Cover of "The Female Brain"
Cover of The Female Brain

Are you one of those people who thinks a lot?  The kind who will be standing in line for a coffee, thinking, what does it all mean?  Well, let me tell you, everything means something if you want it to — and — most of time if you are thinking about it, there’s a biological impulse behind it, just like that caffeine craving… at least that’s what this book I read would have you believe.

In my book club, BrookLit, we focus on fiction and non-fiction works by women writers.  Last month we read The Female Brain, by neuropsychiatrist Dr. Louann Brizendine, who analyzed a decade of medical, social and psychological research and then tried to make it interesting for the female brain to read.

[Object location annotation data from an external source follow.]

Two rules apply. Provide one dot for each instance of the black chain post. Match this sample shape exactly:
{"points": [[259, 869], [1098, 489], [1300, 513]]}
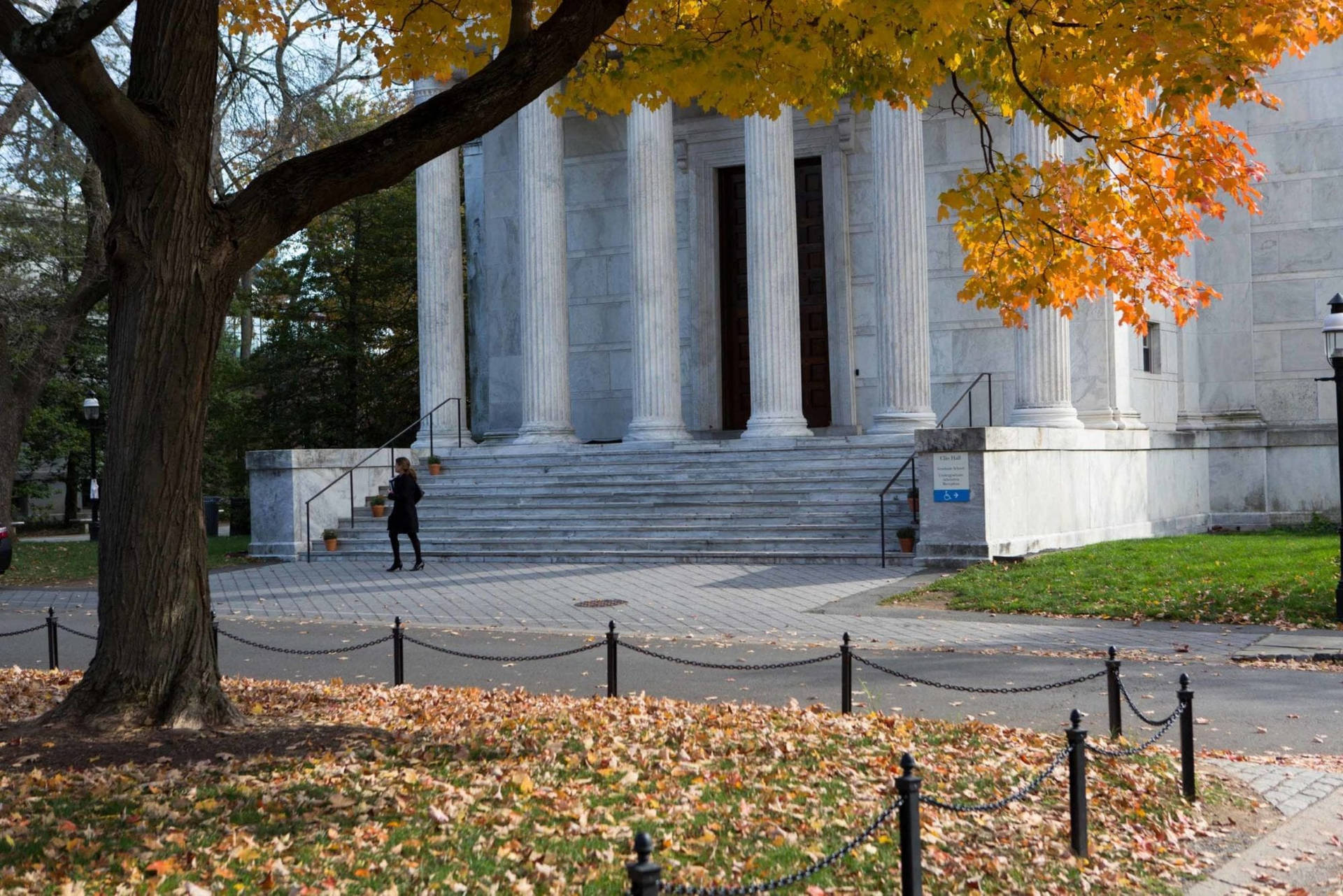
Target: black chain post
{"points": [[611, 684], [1077, 783], [911, 844], [1116, 718], [52, 653], [398, 653], [1186, 737], [645, 875], [845, 677]]}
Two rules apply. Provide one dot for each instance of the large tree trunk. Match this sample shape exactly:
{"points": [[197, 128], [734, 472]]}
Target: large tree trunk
{"points": [[171, 281], [155, 662]]}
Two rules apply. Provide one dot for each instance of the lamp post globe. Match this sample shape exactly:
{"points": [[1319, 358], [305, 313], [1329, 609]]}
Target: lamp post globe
{"points": [[1334, 353], [92, 411]]}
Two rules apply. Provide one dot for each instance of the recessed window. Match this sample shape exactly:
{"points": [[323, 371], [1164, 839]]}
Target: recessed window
{"points": [[1151, 350]]}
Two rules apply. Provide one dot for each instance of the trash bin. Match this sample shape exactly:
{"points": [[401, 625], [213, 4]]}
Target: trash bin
{"points": [[239, 516], [211, 516]]}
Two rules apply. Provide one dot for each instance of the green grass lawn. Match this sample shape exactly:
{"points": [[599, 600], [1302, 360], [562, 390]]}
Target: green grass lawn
{"points": [[1277, 576], [77, 562]]}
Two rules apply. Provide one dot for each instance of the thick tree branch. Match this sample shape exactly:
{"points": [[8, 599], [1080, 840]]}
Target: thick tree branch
{"points": [[67, 30], [283, 201]]}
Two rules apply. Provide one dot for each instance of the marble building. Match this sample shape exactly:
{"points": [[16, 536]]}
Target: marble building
{"points": [[673, 276]]}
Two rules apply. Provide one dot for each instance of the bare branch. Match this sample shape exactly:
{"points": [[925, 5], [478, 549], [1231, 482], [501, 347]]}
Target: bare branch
{"points": [[67, 30], [287, 197]]}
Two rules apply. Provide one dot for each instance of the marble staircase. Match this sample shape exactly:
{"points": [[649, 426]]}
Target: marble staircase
{"points": [[708, 502]]}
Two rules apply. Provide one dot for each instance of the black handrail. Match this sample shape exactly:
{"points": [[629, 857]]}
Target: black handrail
{"points": [[909, 461], [308, 504]]}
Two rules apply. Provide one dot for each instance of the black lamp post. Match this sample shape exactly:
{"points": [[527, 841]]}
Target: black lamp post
{"points": [[92, 411], [1334, 351]]}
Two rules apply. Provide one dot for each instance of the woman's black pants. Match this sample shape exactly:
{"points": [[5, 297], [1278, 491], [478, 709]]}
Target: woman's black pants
{"points": [[397, 546]]}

Now, since I’m obsessed with all things related to women’s issues and how women function in a world run by men, I thought this book would fuel my feminist thoughts about the concept of gender and nurture over nature.  However, that was not the case after I read this book.

In fact, it was just the opposite. This book provides every excuse for nature over nurture. While it explains the differences between the ways men and women’s brains function, it actually made women seem more ruled by their biology than common sense, logic or maturity.

Suffice it to say, I was disappointed.  Not only did it make women these communication needy beings who need to be liked, it made men out to be these grunting ogres who think about sex and their next fight.  I thought this book would reveal some great insight into the mind and maybe even my own thoughts about what it means to be human.  What I found was something else entirely — mind-numbing brain cramps.

The book breaks down the development of the brain and its hormonal influences from the moment of sexual differentiation in utero to menopause.  However, my age group (you know that age in between puberty and before the child-bearing years) was completely absent, though it was noted in the chart at the beginning of the book as a phase of life in between the teen and prospective mother phases.

And, surprise, surprise, in almost every phase of life covered in the book, women are shown to be driven by their menstrual cycle. While this may contribute to a woman’s mood, attitude or thoughts, there is no way this could be the sole determining factor for our happiness, as she would have us believe.

In fact, since some women:  take birth control, which regulates the bodies fluctuation of hormones; eat differently; have different stress levels; experience varied sleep patterns; take medications; exercise in different amounts; and live in entirely different living situations,  it’s not a fair assessment of who many women are at all.

In addition to the oversimplification of the women’s psyche as a chatty, hormonal mess, it did not include women of different financial status, race or sexuality.  In the section about sexual exploration, there was nothing regarding homosexuality or bisexuality.  So, basically, this book was about heterosexual, white, upper to middle class women.

Wow, that’s not limiting at all to women — oops, I must be letting my hormones get the better of me now.  Maybe in the future I shouldn’t read books that prey on my gentle sensibilities and my under-aggressive brain.  I wonder what Dr. Brizendine would say about sarcasm? Is that my over-developed ability to communicate, or is this why we are here, to refute concepts about who we are time and again?